Ryan se figea à ces mots. Il se tourna lentement vers le jeune homme.

-Désires-tu le voir ?

Il vit Tristan relever les yeux vers lui, visiblement surpris.

-Tu accepterais de venir avec moi ?demanda-t-il lentement.

Ryan hocha la tête et lui tendit la main. Tristan la prit sans hésiter. Sa peau était douce et chaude. Ryan frissonna, mais la serra dans la sienne, avant de conduire l'adolescent à l'endroit demandé. Le jardin du souvenir. Un simple espace circulaire couvert de galets. Pas de tombe. Pas même de plaque ni de nom. Seules les gerbes de fleurs indiquaient que des gens reposaient en ce lieu. Les cendres d'Alexis avaient été répandues ici, dans cet endroit anonyme. Ryan sentit Tristan lui lâcher la main ; il se tourna vers lui, surpris : le jeune homme s'était raidi. Il toisait le lieu, les poings serrés, la mâchoire crispée.

-Ils l'ont incinéré dans un lieu anonyme pour mieux l'oublier. C'est une honte...

Il y eut un silence, puis il reprit :

-Lors de ma fugue, j'ai d'abord erré un long moment dans les rues, sans savoir où aller. Et finalement, sans que je comprenne pourquoi, mes pas m'ont conduit au cimetière.

A ces mots, Ryan se raidit à son tour. Il avait le sentiment que la suite n'allait pas lui plaire...Tristan continua son récit comme s'il était ailleurs, comme s'il revivait chaque instant de cette nuit-là.

-Je me suis arrêté près du jardin du souvenir. Immobile face aux galets, j'ai serré les poings. La colère m'a envahi face au peu de respect que montraient mes parents envers Alexis. Ils ne parlent jamais de lui, évitent le sujet, font comme s'il n'avait pas existé. Savoir mon frère au jardin du souvenir provoque toujours en moi une bouffée de haine envers eux. Jusqu'à présent, j'avais réussi à la contrôler. Mais en voyant les tombes fleuries à côté et en sachant désormais que tu connaissais le secret de mes parents, j'ai craqué. J'ai brisé les pots de fleurs, écrasé les fleurs dans les allées, cassé des stèles. Sur le moment, je n'ai pensé à rien d'autre qu'à ma souffrance. Je voulais que les familles des autres défunts souffrent autant que moi. Mais ensuite, j'ai réalisé la gravité de mon acte. Et, horrifié par mon geste, j'ai pris la fuite. J'ai erré dans les rues, en me cachant, en dormant où je pouvais. Je n'osais plus rentrer chez moi et je sursautais dès que j'entendais des sirènes de police, persuadé qu'on allait m'arrêter. Puis, j'ai repensé à votre silence et la colère a remplacé la peur. La suite, tu la connais...

Ryan hocha la tête.

-Je ne comprends toujours pas pourquoi mes parents m'ont caché la vérité...

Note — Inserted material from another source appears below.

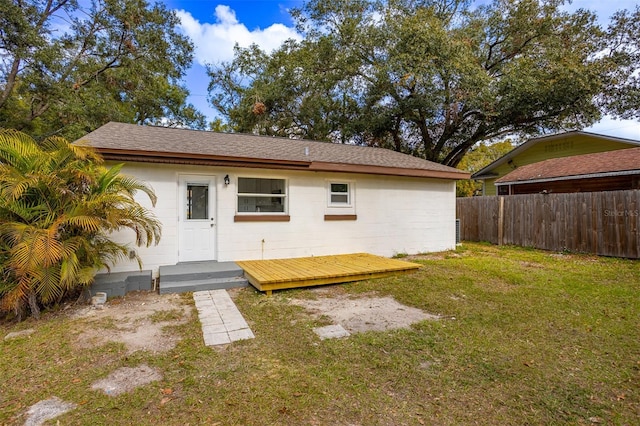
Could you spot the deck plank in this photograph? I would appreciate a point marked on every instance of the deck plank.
(277, 274)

A ces mots, Ryan frémit et baissa la tête, brusquement honteux.

-Peut-être pour te préserver ou pour oublier, comme j'ai vainement tenté de le faire, murmura-t-il. Personne n'était au courant, pas même mes amis. Mais avec toi...

Il soupira, avant de secouer la tête. Le remords le rongeait toujours autant.

-J'aurais dû tout te dire, dès le début. Tout comme j'aurais dû rester avec ton frère, ce soir-là.

La main de Tristan posée sur sa joue le fit frissonner, il releva les yeux vers lui.

-Tu ne pouvais rien faire, Ryan. Ce n'est pas ta faute si Alexis est mort. Et concernant son suicide, c'est ma mère qui t'a demandé de ne rien me dire. Tu n'y es pour rien.

Ryan déglutit.

-Si tu as réussi à me pardonner, alors tu dois pardonner à tes parents. Ils ont voulu te protéger, Tristan. Ne leur en veux pas, je t'en prie.

Ils restèrent un moment immobiles l'un en face de l'autre, à se regarder en silence, puis Tristan acquiesça. Ryan ne lui demanda pas s'il avait logé dans l'appartement d'Alexis durant sa fugue. Désormais, ça n'avait plus d'importance.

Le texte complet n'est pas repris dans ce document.